4. Maintenant même, quoique notre bonheur soit loin encore d’être complet, nous laisse-t-il sans jouissances et ne sommes-nous pas sauvés en espérance ? Aussi l’Apôtre ne se contente pas de dire : « Si nous espérons ce que nous ne voyons pas, nous l’attendons avec patience » ; il dit ailleurs : « Vous réjouissant par l’espérance, patients dans la tribulation[3] » ; « et appuyés sur une telle espérance, agissons avec grande confiance[4] » ; – « que nos paroles, toujours gracieuses, soient a assaisonnées du sel de la sagesse, en sorte a que vous sachiez comment il vous faut répondre à chacun[5] ». Que faut-il répondre effectivement à ces malheureux qui ont renoncé ou qui ne se sont jamais consacrés au service de Dieu, et qui néanmoins ont le front de nous insulter, nous qu’ils devraient imiter parce que nous le servons, parce que nous espérons et attendons avec patience ce que nous ne voyons pas ? Il faut leur dire : Eh ! où sont donc ces joies que vous poursuivez en marchant par vos voies tortueuses ? Nous ne vous demandons pas ce qu’elles deviendront après cette vie : aujourd’hui même où sont-elles ? Hier est emporté par aujourd’hui, comme aujourd’hui sera emporté par demain ; quels sont alors les objets de vos affections qui ne s’envolent et ne se dissipent ? Est-il rien qui ne s’enfuie avant même qu’on s’en empare, quand du jour actuel on ne peut arrêter même une heure ; quand la douzième heure doit être remplacée par la treizième, comme la première s’est évanouie devant la seconde ; quand de l’heure qui semble actuellement présente rien n’est présent, puisque toutes les parties et que tous les points ne font que s’en écouler ?

5. Si seulement l’homme n’était pas si aveugle et qu’il considérât pour quel motif il pèche ou s’est abandonné au péché ! Il pourrait remarquer qu’il soupire sans prévoyance après un plaisir qui doit passer, et que ce plaisir goûté, il n’y songe qu’avec remords.

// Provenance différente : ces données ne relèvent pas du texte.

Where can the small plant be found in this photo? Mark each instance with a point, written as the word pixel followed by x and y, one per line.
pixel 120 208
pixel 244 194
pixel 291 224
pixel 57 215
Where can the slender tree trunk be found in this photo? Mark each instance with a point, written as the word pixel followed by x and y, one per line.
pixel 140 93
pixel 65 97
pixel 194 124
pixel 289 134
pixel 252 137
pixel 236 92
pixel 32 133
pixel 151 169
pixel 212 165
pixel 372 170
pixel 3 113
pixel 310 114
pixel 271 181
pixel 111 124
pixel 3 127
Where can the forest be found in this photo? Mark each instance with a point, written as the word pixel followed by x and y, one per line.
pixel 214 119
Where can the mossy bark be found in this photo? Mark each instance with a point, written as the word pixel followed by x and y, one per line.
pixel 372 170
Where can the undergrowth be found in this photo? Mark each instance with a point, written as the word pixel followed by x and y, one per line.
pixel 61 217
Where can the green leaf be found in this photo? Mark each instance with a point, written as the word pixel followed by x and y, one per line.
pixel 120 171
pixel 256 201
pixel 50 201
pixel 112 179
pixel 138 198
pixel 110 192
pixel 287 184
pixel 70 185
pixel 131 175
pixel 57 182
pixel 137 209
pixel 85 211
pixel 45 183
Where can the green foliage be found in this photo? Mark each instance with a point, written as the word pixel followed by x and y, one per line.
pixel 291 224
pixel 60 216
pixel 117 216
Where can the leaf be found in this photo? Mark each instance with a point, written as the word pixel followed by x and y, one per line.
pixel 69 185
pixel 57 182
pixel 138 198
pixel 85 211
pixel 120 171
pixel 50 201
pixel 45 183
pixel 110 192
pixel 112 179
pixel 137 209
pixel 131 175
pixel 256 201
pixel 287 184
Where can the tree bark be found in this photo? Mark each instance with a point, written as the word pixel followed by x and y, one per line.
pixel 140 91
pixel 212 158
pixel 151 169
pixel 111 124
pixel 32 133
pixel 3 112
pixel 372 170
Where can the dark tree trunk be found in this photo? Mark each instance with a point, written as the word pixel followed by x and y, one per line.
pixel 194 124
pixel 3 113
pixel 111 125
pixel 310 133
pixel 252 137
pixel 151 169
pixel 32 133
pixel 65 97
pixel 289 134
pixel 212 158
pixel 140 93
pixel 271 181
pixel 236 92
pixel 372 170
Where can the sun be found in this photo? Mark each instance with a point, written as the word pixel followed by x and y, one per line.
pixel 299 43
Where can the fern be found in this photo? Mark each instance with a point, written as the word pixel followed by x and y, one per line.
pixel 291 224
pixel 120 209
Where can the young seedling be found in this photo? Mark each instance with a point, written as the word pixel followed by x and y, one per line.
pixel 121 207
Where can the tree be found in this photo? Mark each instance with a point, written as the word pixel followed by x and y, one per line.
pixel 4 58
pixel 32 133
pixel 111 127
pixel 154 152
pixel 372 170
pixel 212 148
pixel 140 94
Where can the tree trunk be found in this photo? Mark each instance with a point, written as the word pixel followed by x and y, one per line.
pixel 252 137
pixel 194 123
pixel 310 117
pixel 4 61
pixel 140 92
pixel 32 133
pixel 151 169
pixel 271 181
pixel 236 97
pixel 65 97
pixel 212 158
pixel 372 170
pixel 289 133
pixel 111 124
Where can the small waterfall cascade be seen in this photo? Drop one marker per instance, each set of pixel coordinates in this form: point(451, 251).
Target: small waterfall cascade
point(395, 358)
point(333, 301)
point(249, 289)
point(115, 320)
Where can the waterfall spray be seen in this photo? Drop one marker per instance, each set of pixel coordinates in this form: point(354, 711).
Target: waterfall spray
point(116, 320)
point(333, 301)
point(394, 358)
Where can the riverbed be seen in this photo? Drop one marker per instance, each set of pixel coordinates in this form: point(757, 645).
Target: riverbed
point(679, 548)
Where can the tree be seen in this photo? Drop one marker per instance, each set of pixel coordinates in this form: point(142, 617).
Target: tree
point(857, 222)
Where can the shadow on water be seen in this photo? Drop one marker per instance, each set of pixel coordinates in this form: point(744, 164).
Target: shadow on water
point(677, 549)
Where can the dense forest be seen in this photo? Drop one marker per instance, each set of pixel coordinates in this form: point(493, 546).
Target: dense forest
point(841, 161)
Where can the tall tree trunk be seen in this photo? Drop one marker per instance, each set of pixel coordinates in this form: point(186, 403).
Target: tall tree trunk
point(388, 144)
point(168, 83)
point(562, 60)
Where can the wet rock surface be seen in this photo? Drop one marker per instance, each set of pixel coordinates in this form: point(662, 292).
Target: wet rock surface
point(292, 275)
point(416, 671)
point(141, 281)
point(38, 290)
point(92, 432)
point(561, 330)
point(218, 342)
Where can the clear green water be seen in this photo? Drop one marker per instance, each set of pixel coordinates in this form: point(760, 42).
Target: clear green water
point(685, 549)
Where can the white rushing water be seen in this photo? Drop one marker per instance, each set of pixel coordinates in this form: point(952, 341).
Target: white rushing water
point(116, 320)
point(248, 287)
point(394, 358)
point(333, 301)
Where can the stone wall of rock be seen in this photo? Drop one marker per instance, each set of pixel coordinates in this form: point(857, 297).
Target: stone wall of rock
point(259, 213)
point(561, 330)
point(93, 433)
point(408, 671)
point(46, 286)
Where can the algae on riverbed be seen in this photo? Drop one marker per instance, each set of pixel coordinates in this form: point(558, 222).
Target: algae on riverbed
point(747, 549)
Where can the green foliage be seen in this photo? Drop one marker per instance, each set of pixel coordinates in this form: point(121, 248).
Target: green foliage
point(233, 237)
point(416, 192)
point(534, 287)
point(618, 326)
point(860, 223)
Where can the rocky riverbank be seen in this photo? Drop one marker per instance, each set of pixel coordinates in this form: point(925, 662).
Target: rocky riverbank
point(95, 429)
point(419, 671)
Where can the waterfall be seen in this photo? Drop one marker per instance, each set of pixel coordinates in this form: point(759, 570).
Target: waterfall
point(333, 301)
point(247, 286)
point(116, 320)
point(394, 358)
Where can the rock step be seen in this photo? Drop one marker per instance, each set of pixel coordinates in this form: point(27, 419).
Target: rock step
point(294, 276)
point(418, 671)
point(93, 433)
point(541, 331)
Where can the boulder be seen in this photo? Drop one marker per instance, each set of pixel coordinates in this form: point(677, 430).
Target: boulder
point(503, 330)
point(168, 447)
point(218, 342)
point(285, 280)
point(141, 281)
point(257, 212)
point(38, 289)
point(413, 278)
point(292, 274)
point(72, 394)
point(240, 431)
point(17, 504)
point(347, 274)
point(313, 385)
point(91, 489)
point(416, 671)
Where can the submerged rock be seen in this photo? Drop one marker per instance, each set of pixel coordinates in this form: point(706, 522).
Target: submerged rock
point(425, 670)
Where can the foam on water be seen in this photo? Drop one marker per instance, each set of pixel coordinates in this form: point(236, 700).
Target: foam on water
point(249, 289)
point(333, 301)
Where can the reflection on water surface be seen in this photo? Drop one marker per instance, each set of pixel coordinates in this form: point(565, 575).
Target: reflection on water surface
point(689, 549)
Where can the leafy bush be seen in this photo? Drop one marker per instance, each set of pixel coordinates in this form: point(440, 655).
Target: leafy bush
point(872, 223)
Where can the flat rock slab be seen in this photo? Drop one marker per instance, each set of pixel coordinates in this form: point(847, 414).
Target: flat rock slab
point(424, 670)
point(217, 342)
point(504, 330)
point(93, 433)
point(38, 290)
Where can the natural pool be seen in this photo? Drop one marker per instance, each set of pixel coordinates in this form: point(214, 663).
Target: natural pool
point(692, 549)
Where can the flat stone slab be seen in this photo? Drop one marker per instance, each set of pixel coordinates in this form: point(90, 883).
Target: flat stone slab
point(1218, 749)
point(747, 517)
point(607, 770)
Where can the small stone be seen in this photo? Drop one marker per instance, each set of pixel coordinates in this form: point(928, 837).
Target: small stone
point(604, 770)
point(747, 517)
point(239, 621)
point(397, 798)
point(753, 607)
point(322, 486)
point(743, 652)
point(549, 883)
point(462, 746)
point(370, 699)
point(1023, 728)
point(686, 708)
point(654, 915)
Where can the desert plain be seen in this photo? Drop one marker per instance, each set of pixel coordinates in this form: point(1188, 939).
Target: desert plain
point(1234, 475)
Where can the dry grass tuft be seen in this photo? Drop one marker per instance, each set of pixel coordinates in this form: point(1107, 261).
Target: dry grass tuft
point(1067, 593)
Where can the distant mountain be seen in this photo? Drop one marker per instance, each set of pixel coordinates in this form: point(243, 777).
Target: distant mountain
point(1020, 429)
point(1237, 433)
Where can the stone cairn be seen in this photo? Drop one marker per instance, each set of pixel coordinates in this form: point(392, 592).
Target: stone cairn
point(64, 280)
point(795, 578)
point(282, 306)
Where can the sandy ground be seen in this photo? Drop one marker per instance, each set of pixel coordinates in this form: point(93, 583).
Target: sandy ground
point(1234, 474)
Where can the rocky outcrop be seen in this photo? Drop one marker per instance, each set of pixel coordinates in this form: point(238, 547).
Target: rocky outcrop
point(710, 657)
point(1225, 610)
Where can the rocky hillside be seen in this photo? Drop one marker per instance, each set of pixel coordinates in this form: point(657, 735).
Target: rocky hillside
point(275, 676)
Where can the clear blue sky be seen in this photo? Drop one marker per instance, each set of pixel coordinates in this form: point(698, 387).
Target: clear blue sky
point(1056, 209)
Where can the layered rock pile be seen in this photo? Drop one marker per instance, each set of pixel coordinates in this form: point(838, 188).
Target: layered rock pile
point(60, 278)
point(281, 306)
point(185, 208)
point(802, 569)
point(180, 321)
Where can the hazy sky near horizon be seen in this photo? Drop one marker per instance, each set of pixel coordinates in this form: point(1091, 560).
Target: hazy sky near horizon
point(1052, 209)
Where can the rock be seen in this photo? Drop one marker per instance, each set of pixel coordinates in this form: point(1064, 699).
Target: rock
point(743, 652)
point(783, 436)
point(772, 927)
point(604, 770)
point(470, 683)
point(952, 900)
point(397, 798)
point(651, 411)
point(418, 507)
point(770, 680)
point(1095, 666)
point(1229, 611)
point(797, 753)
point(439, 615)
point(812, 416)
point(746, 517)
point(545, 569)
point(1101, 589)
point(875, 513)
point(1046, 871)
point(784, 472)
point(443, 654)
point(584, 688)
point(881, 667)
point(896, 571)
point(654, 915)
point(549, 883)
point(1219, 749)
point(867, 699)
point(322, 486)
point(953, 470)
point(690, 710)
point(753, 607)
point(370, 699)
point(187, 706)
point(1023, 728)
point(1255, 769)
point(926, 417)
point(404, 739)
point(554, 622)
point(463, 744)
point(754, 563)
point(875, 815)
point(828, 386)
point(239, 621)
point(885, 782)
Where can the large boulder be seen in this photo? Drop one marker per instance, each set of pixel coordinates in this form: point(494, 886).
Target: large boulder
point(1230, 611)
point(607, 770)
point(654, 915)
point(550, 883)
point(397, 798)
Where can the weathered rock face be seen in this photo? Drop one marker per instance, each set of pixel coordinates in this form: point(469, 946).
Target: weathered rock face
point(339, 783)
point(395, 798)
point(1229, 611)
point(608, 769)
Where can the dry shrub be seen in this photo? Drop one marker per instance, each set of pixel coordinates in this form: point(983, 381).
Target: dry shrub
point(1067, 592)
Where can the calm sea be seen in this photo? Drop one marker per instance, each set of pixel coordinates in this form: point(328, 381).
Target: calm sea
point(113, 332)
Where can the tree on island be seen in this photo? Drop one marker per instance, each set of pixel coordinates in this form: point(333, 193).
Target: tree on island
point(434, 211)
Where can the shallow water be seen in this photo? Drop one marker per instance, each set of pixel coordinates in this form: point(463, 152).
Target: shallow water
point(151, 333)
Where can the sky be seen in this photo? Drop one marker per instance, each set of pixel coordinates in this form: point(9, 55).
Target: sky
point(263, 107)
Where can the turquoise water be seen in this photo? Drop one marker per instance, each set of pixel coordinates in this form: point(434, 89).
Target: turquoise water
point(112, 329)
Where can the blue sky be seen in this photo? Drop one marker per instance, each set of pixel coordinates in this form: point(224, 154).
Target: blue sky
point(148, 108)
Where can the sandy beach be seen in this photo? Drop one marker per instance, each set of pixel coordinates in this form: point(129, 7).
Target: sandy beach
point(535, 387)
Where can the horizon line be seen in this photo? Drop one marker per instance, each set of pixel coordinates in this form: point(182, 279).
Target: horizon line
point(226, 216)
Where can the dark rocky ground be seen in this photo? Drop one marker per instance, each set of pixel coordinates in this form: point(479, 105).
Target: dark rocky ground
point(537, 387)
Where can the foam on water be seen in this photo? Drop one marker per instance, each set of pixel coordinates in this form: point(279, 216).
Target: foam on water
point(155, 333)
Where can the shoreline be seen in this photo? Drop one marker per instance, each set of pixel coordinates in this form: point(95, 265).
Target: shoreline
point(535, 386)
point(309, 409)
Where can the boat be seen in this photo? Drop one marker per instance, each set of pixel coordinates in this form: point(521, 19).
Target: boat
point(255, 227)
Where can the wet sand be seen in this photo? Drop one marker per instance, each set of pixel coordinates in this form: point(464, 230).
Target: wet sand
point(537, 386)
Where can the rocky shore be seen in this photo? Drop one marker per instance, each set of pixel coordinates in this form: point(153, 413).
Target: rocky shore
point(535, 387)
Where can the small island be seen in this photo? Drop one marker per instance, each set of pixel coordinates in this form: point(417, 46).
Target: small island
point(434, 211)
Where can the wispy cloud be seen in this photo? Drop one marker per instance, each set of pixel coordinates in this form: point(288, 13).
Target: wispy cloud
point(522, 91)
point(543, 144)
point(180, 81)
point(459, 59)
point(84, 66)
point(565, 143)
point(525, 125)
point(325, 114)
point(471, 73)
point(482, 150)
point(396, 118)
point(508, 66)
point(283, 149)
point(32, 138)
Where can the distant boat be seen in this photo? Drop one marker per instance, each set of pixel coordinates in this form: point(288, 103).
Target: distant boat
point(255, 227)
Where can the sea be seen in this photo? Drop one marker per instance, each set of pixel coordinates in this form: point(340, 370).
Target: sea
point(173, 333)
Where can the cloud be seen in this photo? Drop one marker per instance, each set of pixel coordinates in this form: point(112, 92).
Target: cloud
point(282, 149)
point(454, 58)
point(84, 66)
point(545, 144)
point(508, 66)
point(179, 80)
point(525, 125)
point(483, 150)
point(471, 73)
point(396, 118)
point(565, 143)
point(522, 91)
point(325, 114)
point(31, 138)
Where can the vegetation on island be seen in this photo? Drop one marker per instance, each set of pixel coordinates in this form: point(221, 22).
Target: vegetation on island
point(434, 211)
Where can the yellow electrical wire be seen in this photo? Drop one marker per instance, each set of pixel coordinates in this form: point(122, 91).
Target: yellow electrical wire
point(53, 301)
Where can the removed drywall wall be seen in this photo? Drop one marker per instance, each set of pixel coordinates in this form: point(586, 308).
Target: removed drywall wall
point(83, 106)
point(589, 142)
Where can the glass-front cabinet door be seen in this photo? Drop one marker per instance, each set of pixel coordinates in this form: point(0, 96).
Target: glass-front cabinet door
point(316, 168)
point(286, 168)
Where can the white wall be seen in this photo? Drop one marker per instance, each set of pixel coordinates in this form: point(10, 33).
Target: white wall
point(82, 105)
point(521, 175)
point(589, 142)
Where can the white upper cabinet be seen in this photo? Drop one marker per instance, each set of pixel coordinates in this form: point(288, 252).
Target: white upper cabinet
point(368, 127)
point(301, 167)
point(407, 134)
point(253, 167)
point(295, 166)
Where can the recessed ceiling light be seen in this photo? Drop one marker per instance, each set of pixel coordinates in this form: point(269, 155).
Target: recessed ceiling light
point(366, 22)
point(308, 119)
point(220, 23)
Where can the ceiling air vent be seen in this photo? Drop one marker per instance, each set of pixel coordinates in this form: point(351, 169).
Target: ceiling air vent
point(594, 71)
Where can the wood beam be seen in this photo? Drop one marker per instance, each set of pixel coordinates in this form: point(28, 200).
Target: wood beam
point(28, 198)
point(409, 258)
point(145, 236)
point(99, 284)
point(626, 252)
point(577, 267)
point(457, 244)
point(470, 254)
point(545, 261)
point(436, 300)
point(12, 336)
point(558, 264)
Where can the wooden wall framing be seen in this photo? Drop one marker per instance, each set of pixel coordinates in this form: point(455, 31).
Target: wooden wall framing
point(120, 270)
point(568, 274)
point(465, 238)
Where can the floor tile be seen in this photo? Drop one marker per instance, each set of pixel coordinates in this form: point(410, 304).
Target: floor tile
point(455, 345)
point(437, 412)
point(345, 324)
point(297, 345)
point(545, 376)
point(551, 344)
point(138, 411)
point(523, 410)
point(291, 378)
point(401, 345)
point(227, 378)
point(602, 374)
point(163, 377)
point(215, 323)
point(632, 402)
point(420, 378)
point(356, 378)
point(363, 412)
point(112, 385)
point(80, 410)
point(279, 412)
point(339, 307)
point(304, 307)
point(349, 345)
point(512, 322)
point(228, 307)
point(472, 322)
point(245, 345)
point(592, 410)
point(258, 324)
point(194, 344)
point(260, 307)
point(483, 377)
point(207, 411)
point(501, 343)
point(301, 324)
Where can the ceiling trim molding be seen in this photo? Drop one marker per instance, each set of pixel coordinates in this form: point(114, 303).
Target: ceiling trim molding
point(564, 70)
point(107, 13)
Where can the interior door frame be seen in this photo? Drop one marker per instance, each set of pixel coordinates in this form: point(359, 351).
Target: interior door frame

Vous nous tournez en dérision parce que nous espérons les biens éternels sans les voir ; quand, esclaves des choses temporelles que vous voyez, vous ne savez pas ce que sera pour vous le jour de demain, ce jour que souvent vous attendez bon et que vous reconnaissez mauvais, sans pouvoir l’arrêter dans sa fuite, lorsque parfois il est bon ! Vous nous tournez en dérision parce que nous espérons des biens éternels qui ne passeront point quand ils seront arrivés ; ou plutôt ils n’arriveront pas, puisqu’ils subsistent éternellement, et c’est nous plutôt qui parviendrons jusqu’à eux lorsqu’en suivant la voie divine nous aurons passé au-delà de ce qui passe. Et vous ne cessez d’espérer des biens temporels qui vous échappent si souvent malgré l’ardeur de vos désirs, qui ne font que vous surexciter avant de venir, que vous corrompre en arrivant et que vous torturer en s’échappant ! N’est-il pas vrai que vous brûlez avant de les posséder, qu’ils s’avilissent entre vos mains et qu’une fois perdus ils ne sont plus qu’un songe ? Nous aussi nous en usons, mais pour les besoins de notre pèlerinage, mais sans en faire dépendre notre bonheur, car ils pourraient nous entraîner avec eux. Nous usons en effet de ce monde comme n’en usant pas[6], et c’est dans le dessein de parvenir près de Celui qui a fait le monde, de demeurer en lui et de jouir avec lui de son éternité.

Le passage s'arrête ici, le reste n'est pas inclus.